Joe Biden’s farewell address warning that “an oligarchy is taking shape” which threatens American democracy sparked polarized reactions from lawmakers that seemed to validate the very democratic fragility the president looked to highlight.
Speaking from the Oval Office for the final time before president-elect Donald Trump’s return to power, on Wednesday Biden sounded an alarm about America’s future. “Today, an oligarchy is taking shape in America,” he said, that posed a challenge to “our basic rights and freedoms”.
Biden urged the US to beware what he described as a growing “tech-industrial complex”, appearing to deliberately echo the 1961 farewell address by a previous president, Dwight Eisenhower, whose warning of a “military-industrial complex” became a byword for the overreach of American corporate power in the democratic sphere.
Biden’s remarks amounted to a not-so-veiled jab at tech billionaires Elon Musk, Mark Zuckerberg and Jeff Bezos, who have collectively not just amassed hitherto unseen wealth but have all recently made public gestures of support for Trump. All three are expected to attend Trump’s inauguration on Monday.
Within hours, however, Biden’s speech had devolved into another partisan battleground – perhaps the clearest illustration of the political division that has dogged his presidency.
“President Biden delivered his farewell address to a nation that is stronger because of his leadership,” the former House speaker and California representative Nancy Pelosi wrote on X. She praised what she called “four historic years of progress, hope and unity for American families”.
Republican lawmakers appeared to see a different speech entirely.
“Joe Biden’s legacy in one word: Failure,” the Georgia representative Andrew Clyde said on X.
The South Carolina representative Nancy Mace accused Biden of using his farewell not looking at China, Russia and Iran but to attack American citizens, by “calling them ‘oligarchs’ and ‘a threat to democracy.’”
The sharply divergent interpretations came as Biden prepared to hand the presidency back to Trump, who defeated Kamala Harris, the Vice-President, in November following Biden’s dramatic withdrawal from the race last summer amid concerns about his age and fitness for office.
Even as he warned of democracy’s fragility, Biden championed his administration’s achievements, including major infrastructure investments, clean energy initiatives, and prescription drug reforms.
The former president Barack Obama praised these accomplishments, noting “17 million new jobs, historic wage gains, and lower health care costs” under Biden’s watch.
Republicans dismissed the claims. “Joe Biden’s presidency will be defined by weakness, failure and dangerously liberal policies,” the Oklahoma congressman Kevin Hern wrote on social media, while the Florida senator Rick Scott said Biden’s speech “should have been a formal apology” for what he termed “endless lawfare” and “inflation-fueling policies”.
The president’s warnings about concentrated wealth and power came alongside calls for constitutional amendments to ensure presidential accountability – remarks that seemed particularly pointed given Trump’s pending return to office.
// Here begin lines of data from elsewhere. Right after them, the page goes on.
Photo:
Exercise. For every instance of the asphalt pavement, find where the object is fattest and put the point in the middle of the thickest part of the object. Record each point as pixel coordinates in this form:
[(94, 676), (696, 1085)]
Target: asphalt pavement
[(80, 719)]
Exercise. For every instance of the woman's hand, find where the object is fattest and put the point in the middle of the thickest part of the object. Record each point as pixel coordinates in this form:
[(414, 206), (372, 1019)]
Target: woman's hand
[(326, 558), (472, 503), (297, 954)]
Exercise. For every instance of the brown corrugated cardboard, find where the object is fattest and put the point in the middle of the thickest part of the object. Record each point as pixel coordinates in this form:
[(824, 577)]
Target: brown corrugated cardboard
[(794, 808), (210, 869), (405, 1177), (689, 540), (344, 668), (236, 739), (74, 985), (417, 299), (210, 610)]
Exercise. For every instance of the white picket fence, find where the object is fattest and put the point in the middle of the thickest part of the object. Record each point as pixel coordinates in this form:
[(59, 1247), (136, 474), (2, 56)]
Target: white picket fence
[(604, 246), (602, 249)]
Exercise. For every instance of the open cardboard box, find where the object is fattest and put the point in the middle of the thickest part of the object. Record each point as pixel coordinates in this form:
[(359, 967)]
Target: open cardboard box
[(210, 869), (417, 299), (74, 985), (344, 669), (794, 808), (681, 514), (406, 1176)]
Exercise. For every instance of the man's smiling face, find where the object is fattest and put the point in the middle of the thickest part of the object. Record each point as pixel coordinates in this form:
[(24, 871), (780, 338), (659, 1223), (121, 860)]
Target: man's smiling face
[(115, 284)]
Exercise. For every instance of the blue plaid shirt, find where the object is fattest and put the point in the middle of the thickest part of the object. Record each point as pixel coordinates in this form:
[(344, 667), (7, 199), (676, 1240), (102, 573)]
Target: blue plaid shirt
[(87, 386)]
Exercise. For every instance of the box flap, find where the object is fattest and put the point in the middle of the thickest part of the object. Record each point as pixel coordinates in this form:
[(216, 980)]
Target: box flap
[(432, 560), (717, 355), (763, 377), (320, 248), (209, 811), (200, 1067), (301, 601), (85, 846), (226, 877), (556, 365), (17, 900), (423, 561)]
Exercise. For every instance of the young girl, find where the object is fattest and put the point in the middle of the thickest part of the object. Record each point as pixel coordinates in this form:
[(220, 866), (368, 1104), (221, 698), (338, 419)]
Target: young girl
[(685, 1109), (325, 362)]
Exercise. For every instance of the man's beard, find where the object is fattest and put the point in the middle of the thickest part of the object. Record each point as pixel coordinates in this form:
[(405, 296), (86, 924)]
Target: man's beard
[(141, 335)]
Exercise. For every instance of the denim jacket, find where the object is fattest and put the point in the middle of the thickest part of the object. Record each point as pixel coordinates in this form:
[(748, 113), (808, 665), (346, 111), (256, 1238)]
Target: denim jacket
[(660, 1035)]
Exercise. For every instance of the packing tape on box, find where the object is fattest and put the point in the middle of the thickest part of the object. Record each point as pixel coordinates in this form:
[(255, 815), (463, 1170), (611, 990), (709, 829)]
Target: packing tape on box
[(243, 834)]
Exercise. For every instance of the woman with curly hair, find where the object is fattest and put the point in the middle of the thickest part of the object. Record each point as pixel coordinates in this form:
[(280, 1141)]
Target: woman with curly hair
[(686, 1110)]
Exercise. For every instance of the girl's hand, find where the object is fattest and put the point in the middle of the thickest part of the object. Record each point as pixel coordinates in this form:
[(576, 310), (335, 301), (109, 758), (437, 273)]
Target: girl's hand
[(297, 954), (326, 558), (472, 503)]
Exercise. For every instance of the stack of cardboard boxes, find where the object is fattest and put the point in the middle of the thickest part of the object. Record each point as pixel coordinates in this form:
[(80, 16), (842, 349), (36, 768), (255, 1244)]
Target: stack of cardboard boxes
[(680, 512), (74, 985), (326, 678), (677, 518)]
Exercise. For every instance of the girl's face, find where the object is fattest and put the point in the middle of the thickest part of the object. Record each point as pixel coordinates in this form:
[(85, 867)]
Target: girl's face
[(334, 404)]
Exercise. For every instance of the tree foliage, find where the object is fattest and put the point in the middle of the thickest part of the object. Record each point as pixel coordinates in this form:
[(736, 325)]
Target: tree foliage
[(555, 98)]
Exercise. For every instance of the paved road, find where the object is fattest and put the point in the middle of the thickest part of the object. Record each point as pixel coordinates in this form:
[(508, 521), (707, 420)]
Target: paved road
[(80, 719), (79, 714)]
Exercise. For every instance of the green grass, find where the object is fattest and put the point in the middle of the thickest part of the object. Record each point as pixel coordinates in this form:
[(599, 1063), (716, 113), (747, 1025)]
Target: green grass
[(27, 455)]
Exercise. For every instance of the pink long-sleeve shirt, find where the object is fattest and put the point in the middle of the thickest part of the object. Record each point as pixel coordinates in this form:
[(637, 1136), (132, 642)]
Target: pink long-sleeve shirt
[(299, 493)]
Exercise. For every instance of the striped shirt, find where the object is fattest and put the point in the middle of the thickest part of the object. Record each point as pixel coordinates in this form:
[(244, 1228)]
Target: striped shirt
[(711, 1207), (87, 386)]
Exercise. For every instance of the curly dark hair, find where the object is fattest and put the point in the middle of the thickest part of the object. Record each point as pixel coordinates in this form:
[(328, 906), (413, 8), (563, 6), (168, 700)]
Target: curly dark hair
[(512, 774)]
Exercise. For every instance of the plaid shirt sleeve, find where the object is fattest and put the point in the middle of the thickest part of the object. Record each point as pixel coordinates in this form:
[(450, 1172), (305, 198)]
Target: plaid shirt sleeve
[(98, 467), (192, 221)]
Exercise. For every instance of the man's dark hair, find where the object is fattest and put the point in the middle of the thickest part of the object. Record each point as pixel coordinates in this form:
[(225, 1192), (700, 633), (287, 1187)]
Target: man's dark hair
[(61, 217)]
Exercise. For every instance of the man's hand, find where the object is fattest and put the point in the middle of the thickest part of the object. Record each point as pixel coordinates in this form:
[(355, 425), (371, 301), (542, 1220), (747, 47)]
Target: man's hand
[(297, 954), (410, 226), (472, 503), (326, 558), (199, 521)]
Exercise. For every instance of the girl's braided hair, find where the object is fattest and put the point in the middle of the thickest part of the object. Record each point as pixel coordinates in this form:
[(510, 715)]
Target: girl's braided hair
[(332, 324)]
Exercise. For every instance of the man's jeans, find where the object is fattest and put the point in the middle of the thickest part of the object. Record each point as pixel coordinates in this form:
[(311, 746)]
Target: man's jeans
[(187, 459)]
Biden argued that no president should be immune from prosecution for crimes committed while in office, a statement that some Republicans interpreted as a partisan attack rather than a broader democratic principle.
Hours before the address, Biden had announced what may prove his final diplomatic achievement: a breakthrough ceasefire deal between Israel and Hamas that could end the 15-month conflict in Gaza. The deal, which Biden first proposed last spring and which Trump’s team helped finalize, offered a rare moment of bipartisan cooperation – though it barely featured in lawmakers’ responses to his farewell.
Instead, reactions split predictably along party lines, with Democrats such as the Wisconsin representative Mark Pocan saying he will “always be proud” of the achievements in creating millions of jobs and turning around the economy, while Republicans counted down the days until Trump’s return.
“Hopefully he has time to finish packing up his boxes after tonight’s speech because President Trump arrives back at the White House in 5 days,” wrote the Indiana Representative Rudy Yakym on X.
Biden’s speech illustrated how his presidency, which began with ambitious promises to restore America’s soul and unite a divided nation, ends with those divisions still stark. While speaking of a “crumbling” free press, rising disinformation and dark money in politics – systemic issues that ought in theory to transcend party lines – they were nevertheless immediately absorbed by politicians into a preferred partisan lens.
“We’re sad to see you go, but the legacy you’ve created will impact our society for years to come,” wrote Mississippi representative Bennie Thompson, a Democrat, while Lisa McClain, the Republican representative for Michigan, offered a sharply different take: “January 20th could not come soon enough.”